Com isso, havendo a oportunidade de escolher entre a manutenção da habilitação e a longa inabilitação por 8 anos, senadores já satisfeitos com o impeachment poderiam se compadecer de Dilma mais facilmente. (…)
(Continuação da análise original: AQUI.)
II. A quarta opção do STF
Este blog listou no post anterior 3 opções básicas do STF na decisão ainda não tomada sobre os mandados de segurança contra o fatiamento inconstitucional e a favor da inabilitação de Dilma. Agora indica uma quarta, que, na verdade, é uma simples derivação lógica da hipótese 2 original:
Manter o impeachment, anulando apenas a segunda votação, mas determinando que esta seja refeita (e eventualmente como refazê-la).

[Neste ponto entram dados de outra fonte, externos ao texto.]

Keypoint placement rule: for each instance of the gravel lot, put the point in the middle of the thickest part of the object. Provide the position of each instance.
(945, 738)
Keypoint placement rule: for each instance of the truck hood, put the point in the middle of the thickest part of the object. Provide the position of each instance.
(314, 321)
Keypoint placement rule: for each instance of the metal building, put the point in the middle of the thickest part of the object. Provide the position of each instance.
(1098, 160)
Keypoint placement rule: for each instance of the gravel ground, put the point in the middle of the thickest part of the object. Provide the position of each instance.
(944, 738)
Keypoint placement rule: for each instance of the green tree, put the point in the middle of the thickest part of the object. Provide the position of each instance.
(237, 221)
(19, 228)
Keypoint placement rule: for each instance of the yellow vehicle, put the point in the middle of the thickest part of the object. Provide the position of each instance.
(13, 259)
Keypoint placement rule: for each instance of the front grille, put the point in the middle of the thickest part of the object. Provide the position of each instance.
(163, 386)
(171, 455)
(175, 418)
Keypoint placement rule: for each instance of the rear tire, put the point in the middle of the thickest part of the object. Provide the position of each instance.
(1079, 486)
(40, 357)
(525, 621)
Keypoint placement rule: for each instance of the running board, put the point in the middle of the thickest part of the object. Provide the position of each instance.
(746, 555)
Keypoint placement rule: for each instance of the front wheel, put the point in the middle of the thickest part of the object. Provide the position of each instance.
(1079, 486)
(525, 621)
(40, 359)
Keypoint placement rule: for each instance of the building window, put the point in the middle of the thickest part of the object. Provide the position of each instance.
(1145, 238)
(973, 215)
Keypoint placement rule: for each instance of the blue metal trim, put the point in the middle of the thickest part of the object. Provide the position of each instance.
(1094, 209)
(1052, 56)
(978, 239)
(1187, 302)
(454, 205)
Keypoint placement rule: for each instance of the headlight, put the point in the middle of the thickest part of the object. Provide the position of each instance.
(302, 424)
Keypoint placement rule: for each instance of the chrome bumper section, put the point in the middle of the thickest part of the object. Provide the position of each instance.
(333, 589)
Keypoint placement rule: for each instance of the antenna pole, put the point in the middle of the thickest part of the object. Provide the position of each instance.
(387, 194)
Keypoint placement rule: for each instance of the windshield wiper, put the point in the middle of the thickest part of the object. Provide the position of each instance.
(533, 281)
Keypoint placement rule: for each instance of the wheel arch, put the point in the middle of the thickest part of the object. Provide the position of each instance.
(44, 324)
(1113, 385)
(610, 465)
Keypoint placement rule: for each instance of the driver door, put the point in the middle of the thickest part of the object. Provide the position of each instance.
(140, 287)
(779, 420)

Neste caso, o STF admitiria a tese esdrúxula de Lewandowski e seus assessores sobre o artigo 52, mas não a interpretação esdrúxula da Lei 1.079 em relação ao modo como a votação deveria ser feita.
Na prática, seria uma maneira de legitimar a primeira votação, evitando novos recursos da defesa de Dilma em relação ao resultado do impeachment, e de abrir a possibilidade (igualmente esdrúxula, reitero) de que o Senado discuta, por exemplo, o prazo de inabilitação da petista até o limite máximo de oito anos, de preferência impondo como prazo mínimo o período até as próximas eleições presidenciais para evitar a possibilidade ainda mais esdrúxula de que um(a) presidente possa voltar ao seu próprio governo em outro cargo após ser afastado por crime de responsabilidade.
Reiteiro que também isto, claro, iria contra a decisão do MS do caso Collor, na qual a PGR, com endosso do relator Carlos Velloso, apontava que a CF de 1988 revogou o trecho da Lei 1.079 sobre o prazo da inabilitação ao fixá-lo em oito anos “sem possibilidade de graduação”.
Diante de tamanho imbróglio, manter tudo como está (hipótese 3) ainda é a solução mais provável em se tratando de uma Corte corporativista, condescendente e formada por maioria indicada por presidentes petistas.
Convém a nós, brasileiros, no entanto, lutar sempre pelo melhor, preparados para o pior.